Even then, according to Austin, the public presentations continued to inflate the issue of species at risk.

“The fact is we are all concerned about species at risk, but let’s deal with the information on a factual basis,” Austin said. “Policies regarding species at risk should be a shield to protect those living things.”

According to Austin, the CRD seemed to ignore one of its own consultant’s reports (the Fairbanks report) which would have called into question the veracity of even the nine species claimed to be at risk.

“That report read, ‘the report of Fleshy Jaumea is suspect – there is no precise information confirming its presence at Island View Beach and there is little or no suitable habitat within the regional park’, and later said ‘American Glehnia is also known from adjacent lands but neither has been reported from Island View Beach Regional Park’,” said Austin.

The FOIVB hold that, since the information provided by the CRD was not accurate, any public responses based upon that information holds no validity. “You can’t feed people a lot of false information, then take their responses and say ‘this is what the people want’,” said Austin.

Mike Walton, Senior Manager for Regional Parks, disagrees. He said the process followed by the CRD was well executed and completely valid.

“We received 73 completed response forms (from the public) and 462 individual comments,” he said. “I have full confidence in the process to this point.”

However, that confidence wasn’t shared by Central Saanich Council. In January, the CRD made a presentation to council that led to similar questions being raised about the scientific validity of some of the information. A council resolution at that time read, in part, “if the CRD is unable to provide references for the data provided that they commission a study by an independent firm regarding the validity of the facts.” A listing of material was subsequently provided to Central Saanich, but that listing failed to reference subject matter to which it was related, provided no page numbers, and generally failed to meet an accepted standard for reference attribution.

“Yes, we got that listing,” said Mayor Ryan Windsor, “but it really didn’t tell us much.
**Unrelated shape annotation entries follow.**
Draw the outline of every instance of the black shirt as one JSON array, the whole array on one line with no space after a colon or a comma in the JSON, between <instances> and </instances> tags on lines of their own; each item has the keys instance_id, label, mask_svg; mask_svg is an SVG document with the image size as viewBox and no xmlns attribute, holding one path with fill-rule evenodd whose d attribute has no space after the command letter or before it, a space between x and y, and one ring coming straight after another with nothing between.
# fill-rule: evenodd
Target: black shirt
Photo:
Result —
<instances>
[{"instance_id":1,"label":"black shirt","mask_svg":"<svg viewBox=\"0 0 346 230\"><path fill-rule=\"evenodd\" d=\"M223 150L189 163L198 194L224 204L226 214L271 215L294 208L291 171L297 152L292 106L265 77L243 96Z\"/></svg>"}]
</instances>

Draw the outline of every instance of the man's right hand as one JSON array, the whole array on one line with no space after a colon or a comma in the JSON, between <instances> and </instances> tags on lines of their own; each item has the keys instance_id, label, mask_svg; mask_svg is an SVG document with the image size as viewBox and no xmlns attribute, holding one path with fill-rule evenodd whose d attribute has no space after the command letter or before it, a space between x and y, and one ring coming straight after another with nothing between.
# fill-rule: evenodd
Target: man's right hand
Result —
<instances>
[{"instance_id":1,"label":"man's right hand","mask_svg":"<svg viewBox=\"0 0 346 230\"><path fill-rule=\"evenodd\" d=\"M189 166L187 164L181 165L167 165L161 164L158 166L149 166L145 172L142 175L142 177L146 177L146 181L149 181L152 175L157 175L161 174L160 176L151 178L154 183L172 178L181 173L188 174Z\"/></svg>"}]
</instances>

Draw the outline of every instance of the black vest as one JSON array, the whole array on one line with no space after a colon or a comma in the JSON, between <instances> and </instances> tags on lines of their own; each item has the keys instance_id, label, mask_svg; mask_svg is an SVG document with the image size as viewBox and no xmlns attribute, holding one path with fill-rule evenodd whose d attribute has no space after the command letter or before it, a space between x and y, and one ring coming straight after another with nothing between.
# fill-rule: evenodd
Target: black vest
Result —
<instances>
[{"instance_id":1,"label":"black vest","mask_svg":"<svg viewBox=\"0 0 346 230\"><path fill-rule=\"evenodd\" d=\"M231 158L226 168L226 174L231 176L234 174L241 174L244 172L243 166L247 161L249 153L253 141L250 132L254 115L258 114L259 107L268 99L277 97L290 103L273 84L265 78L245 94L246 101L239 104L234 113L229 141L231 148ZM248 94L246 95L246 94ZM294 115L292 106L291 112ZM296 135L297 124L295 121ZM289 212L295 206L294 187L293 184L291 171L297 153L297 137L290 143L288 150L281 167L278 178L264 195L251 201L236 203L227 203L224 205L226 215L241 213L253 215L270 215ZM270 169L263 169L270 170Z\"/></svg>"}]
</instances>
And I don’t believe that they followed up on commissioning an independent study.”

The resource listing provided by the CRD was “useless,” said Austin. “It would be like a student who submits a paper to a professor and, instead of footnoting, points at a stack of books saying ‘I found all my information in there’. They would fail; and so too should the CRD. It’s shameful.”

A final attempt by the FOIVB to discover the source of information used by the CRD came last month with the submission of a Freedom of Information request. The CRD responded with a bill for $1,165 tied to what the CRD claimed was a requirement for extracting over 1,600 pages of material.

“We did not ask for a treatise on these species, only for the records that led to the listing of their so called species at risk,” said Austin. “This is again a deliberate attempt to prevent the facts from coming out.”

Walton stands by the CRD’s position. “I’m confident of the process ... it’s been well explained and we’ve accounted for the information that was used.”

For her part, Susan Brice, the chair of the CRD’s Regional Parks Committee, said that while some mistakes may have been made, “it is an ongoing process and I’ll ensure that we address the public to resolve concerns.”